24 August 2004 Blog Home : August 2004 : Permalink
In the Grauniad today John Berger, apparently a highly regarded "Novelist and Critic" goes stark raving bonkers. Actually reading the Daily Ablution today he seems to be part of a general outbreak of "underwear on head-wearing" that makes me wonder about whether someone has put something in the tea over at Grauniad HQ, but I digress, I don't have time to fisk all the Moonbioats so despite this being a target rich environment I'll have to restrain myself and fortunately Tim Worstall is also on Moonbat patrol.
Before you get down to reading this fisking might I suggest reading the Belgravia Dispatch's view of Fakenheit 9/11
OK Back now? Are you sitting comfortably? Then I'll begin
Fahrenheit 9/11 has touched millions of viewers across the world. But could it actually change the course of civilisation?
John Berger
Tuesday August 24, 2004
The Guardian
Fahrenheit 9/11 is astounding. Not so much as a film - although it is cunning and moving - but as an event. Most commentators try to dismiss the event and disparage the film. We will see why later.

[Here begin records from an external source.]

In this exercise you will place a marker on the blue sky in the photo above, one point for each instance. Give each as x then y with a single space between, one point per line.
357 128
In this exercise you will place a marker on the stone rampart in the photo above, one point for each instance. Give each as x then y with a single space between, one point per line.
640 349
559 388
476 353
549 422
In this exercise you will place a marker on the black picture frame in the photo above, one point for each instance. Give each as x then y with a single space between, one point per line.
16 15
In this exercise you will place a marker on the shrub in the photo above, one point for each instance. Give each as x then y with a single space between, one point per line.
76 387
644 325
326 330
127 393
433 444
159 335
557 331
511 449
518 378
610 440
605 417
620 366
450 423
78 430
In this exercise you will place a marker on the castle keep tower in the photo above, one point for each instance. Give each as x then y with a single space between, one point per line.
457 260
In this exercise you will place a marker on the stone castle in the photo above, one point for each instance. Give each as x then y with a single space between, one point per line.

I like to start my fiskings seeing where we can agree. And there is a bunch of agreement here. F9/11 has undoubtedly touchned millions and it could indeed change the course of civilization. If we in the West go along with the Moore version, civilization is likely to wear a towel on its head, which I suppose is not too different from wearing underwear on the head and no doubt explains why the moonbat wing likes it so much. On the other hand if we reject it then the global free-market economy and free-press will triumph. So yes it could change the course of history one way or the other and yes I agree it is indeed cunning and moving and in terms of bile-production it is also astounding. Looks like we are in resolute agreement
The artists on the Cannes film festival jury apparently voted unanimously to award Michael Moore's film the Palme d'Or. Since then it has touched many millions across the world. In the US, its box-office takings for the first six weeks amounted to more than $100m, which is, astoundingly, about half of what Harry Potter made during a comparable period. Only the so-called opinion-makers in the media appear to have been put out by it.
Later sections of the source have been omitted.